Прайс продолжала работать над автобиографией и время от времени вела переговоры с различными издателями. Но как Ри объяснил в одном из интервью: «Никогда не было подходящего времени для публикации». Прайс отошла от политики. Однако ее муж, как ни странно, поддерживал связь с ее старым командиром Джерри Адамсом. Выйдя на международную арену, Адамс снова сделался ненавистной фигурой для Англии. Он, обладая невозмутимым спокойствием, эрудицией и приятным баритоном, был, что называется, осязаемо опасен: благочестивый, харизматичный и красноречивый апологет терроризма. Возможно, боясь силы его идеологического обаяния, правительство Тэтчер наложило специальное ограничение – «запрет» ИРА и Шинн Фейн на радио- и телевещание. На практике это означало, что, когда Адамс появлялся на телеэкране, британские телеканалы должны были отключать звук его голоса. Изображение при этом транслировалось и содержание речи излагалось. Но вот голос слышать не полагалось. Телевещательные компании нашли практическое, правда слегка нелепое, решение: Адамс появлялся на экране, а его голос дублировал актер. И лицо было Адамса, и слова его, но вот голос, которым он говорил, принадлежал кому-то другому.

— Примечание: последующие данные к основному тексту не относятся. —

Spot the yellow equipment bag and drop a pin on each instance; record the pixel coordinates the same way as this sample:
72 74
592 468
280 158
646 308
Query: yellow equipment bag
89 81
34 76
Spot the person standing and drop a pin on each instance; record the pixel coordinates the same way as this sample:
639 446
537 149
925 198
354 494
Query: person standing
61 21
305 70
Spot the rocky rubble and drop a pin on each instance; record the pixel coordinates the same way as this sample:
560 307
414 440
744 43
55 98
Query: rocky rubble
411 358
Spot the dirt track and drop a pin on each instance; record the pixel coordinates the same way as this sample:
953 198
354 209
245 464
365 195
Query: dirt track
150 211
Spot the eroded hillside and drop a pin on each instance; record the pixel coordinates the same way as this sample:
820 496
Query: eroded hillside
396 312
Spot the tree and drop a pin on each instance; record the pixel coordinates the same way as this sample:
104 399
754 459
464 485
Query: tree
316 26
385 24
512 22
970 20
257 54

Председателя партии Шинн Фейн озвучивали всего несколько актеров; Адамс встречался с прессой достаточно часто, а потому у них было много работы. Одним из актеров стал Стивен Ри. «Ничто не могло нам помешать найти самого лучшего исполнителя, – заявил один новостной продюсер в 1990 году, когда его спросили о Ри, и добавил: —Нам неважно, на ком он женат. Он в любом случае, как мне кажется, протестант». Ри, со своей стороны, объяснил свое решение быть дублером Адамса не как выражение какого-либо идеологического пристрастия, а как реакцию на цензуру. Что бы там люди ни думали об Адамсе, они должны хотя бы послушать, что он говорит. Ри утверждал: «Мы никогда не решим проблемы, если нам не позволят знать, из каких элементов она состоит».

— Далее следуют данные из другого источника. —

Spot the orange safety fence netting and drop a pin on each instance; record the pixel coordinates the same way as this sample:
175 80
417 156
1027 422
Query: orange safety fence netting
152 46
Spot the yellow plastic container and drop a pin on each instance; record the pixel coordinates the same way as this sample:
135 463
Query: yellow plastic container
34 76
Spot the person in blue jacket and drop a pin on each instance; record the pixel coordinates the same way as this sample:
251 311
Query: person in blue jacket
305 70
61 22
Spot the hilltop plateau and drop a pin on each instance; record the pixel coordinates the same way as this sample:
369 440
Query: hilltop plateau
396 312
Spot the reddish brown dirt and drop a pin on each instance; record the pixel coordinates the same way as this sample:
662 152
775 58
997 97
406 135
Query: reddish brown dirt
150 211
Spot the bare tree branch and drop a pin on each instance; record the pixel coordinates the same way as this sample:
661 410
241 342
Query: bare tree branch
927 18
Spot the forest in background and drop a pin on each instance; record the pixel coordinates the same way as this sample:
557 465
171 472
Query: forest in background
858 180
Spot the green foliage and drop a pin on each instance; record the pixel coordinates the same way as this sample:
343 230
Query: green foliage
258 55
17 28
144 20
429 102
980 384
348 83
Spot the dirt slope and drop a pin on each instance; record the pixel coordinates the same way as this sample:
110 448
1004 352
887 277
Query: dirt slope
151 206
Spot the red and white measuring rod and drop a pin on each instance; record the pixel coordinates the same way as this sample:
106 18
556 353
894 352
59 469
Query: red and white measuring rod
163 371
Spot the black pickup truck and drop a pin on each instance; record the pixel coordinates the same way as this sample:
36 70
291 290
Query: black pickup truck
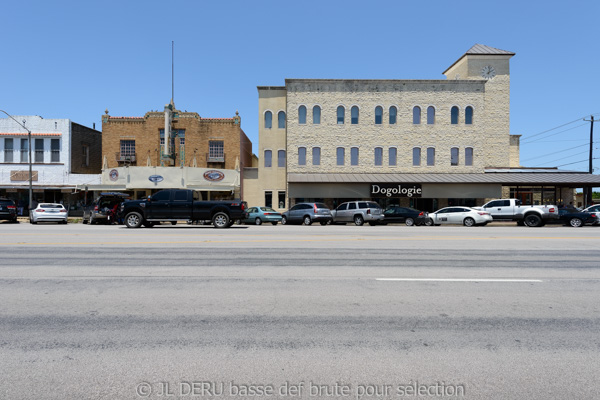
172 205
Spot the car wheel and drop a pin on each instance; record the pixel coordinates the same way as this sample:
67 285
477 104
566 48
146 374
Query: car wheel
359 220
220 220
132 220
576 222
533 221
469 222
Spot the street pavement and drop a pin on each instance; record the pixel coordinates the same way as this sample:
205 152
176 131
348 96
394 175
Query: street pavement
289 312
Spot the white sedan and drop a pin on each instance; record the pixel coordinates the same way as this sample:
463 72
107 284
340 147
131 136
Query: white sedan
459 215
48 212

Несмотря на то что карьера Ри продолжала идти в гору, он все еще избегал вопросов о Прайс и ее прошлом. Но в своей работе он вовсе не чурался тем, связанных со Смутой. В 1992 году Ри достиг нового уровня мирового признания, когда сыграл роль в фильме «Жестокая игра» (Crying Game), который снял его друг и соавтор, режиссер Нил Джордан. Ри играет в фильме ирландского бойца из ИРА Фергюса, которому поручили охранять в тюрьме осужденного узника – британского солдата (его роль исполнил Форест Уитакер). По прошествии нескольких дней надзиратель и заключенный подружились, но наступает момент, когда Фергюс должен нажать на курок. Он понимает, что не может этого сделать. Сценарий пугающе напоминал ту грязную работу, которую Долорс выполняла для «Неизвестных» двадцатью годами ранее: она плакала, сидя за рулем автомобиля и сопровождая своего друга Джо Лински на смерть; плакала и когда везла Кевина МакКина в графство Монаган, где охранники так прониклись к нему сочувствием, что отказались стрелять в него – пришлось вызывать из Белфаста другую команду палачей.

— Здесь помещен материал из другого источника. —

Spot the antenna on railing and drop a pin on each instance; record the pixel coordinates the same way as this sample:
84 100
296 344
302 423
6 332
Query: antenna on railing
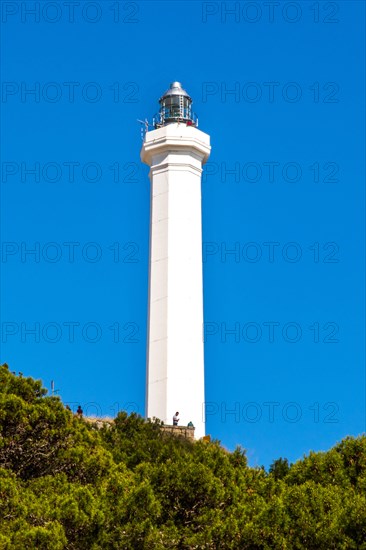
144 127
53 391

Миранда Ричардсон сыграла в фильме рыжеволосую ирландку из ИРА. «Я провела несколько дней в Белфасте, чтобы проникнуться его атмосферой, – рассказывала Ричардсон о своей роли несколько лет спустя. – Стивен представил меня своей жене Долорс Прайс, которая была членом Временной ИРА и объявляла голодовку, которую там считали настоящей героиней. Мы сходили в паб, это было что-то потрясающее. С ней обращались, как с кинозвездой».